Stock index futures pointed to a weaker open on Wall Street on Thursday, with futures for the S&P 500 down 0.5 percent, Dow Jones futures down 0.4 percent and Nasdaq 100 futures down 0.2 percent at 4:37 a.m. ET.

Yahoo will be in the spotlight after a source told Reuters Blackstone Group and Bain Capital are preparing a bid for all of the company with Asian partners in a deal that could value Yahoo at about $25 billion.

The Labor Department releases at 1330 GMT first-time claims for jobless benefits for the week ended November 26. Economists forecast a total of 390,000 new filings compared with 393,000 in the prior week.

The Institute for Supply Management releases at 1500 GMT its November manufacturing index. Economists expect a reading of 51.5 versus 50.8 in October.

The Commerce Department releases at 1500 GMT October construction spending. Economists forecast a 0.3 percent increase compared with a 0.2 percent rise in September.

The Federal Reserve releases at 2130 GMT weekly money stock, liquid assets and debt measures and the weekly report on factors affecting reserves of depository institutions and the condition statement of the Federal Reserve banks.

ICSC releases chain store sales for November versus a year ago. In October, sales were up 3.7 percent versus a year earlier.

Kroger Co , the largest U.S. supermarket chain, will announce results.

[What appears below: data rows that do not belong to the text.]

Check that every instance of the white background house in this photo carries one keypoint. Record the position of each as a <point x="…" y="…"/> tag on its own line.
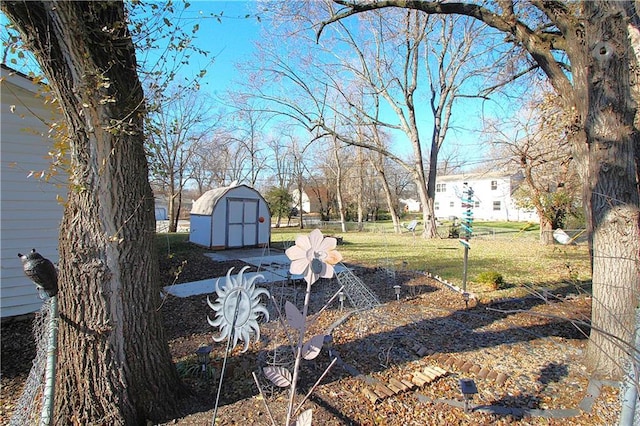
<point x="492" y="196"/>
<point x="30" y="215"/>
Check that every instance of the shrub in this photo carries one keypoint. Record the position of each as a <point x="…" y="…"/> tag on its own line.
<point x="491" y="278"/>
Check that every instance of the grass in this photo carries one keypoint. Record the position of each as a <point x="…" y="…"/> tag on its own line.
<point x="511" y="249"/>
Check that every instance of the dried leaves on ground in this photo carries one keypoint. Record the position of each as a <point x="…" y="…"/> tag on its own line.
<point x="525" y="356"/>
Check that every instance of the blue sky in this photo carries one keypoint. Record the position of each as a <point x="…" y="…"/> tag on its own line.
<point x="230" y="39"/>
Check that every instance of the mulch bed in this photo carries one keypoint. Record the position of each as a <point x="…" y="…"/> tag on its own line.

As cholesterol fighter Lipitor goes generic, its maker Pfizer Inc

is hoping to hold onto perhaps a third of the 3 million Americans who take the biggest-selling drug of all time.

AT&T Inc and T-Mobile USA's parent Deutsche Telekom have discussed options including forming a joint venture to pool the wireless operators' network assets if AT&T's proposed $39 billion plan to buy T-Mobile USA fails, the Wall Street Journal reported.

European stocks were down 0.5 percent in morning trade, giving back a little of the strong gains in the previous session, as the market sought further guidance from policymakers about their plans to help end the region's debt crisis.

Wednesday's emergency move by the U.S. Federal Reserve, the European Central Bank, and the central banks of Japan, Britain, Canada and Switzerland -- reminiscent of joint action to stabilize global markets in the 2008 financial crisis after the collapse of Lehman Brothers -- was seen as a strong signal that central banks have ample fire power to prevent the euro zone crisis from spreading.

China's factory sector shrank in November in the face of weakening demand both at home and abroad, likely to feed worries that the global economy is on a slippery slope.

Spain will be in focus on Thursday as the country aims to raise 2.75 billion euros to 3.75 billion euros in a bond auction, and analysts warned the sale could go like Italy's auction of three and 10-year bonds on Tuesday, which drew reasonable demand but saw yields leap to levels deemed unsustainable.

U.S. stocks surged on Wednesday after major central banks agreed to make cheaper dollar loans for struggling European banks to prevent the euro-zone debt woes from turning into a full-blown credit crisis.

The Dow Jones industrial average <.DJI> shot up 490.05 points, or 4.24 percent, to end at 12,045.68. The Standard & Poor's 500 Index <.SPX> jumped 51.77 points, or 4.33 percent, to 1,246.96. The Nasdaq Composite Index <.IXIC> soared 104.83 points, or 4.17 percent, to close at 2,620.34.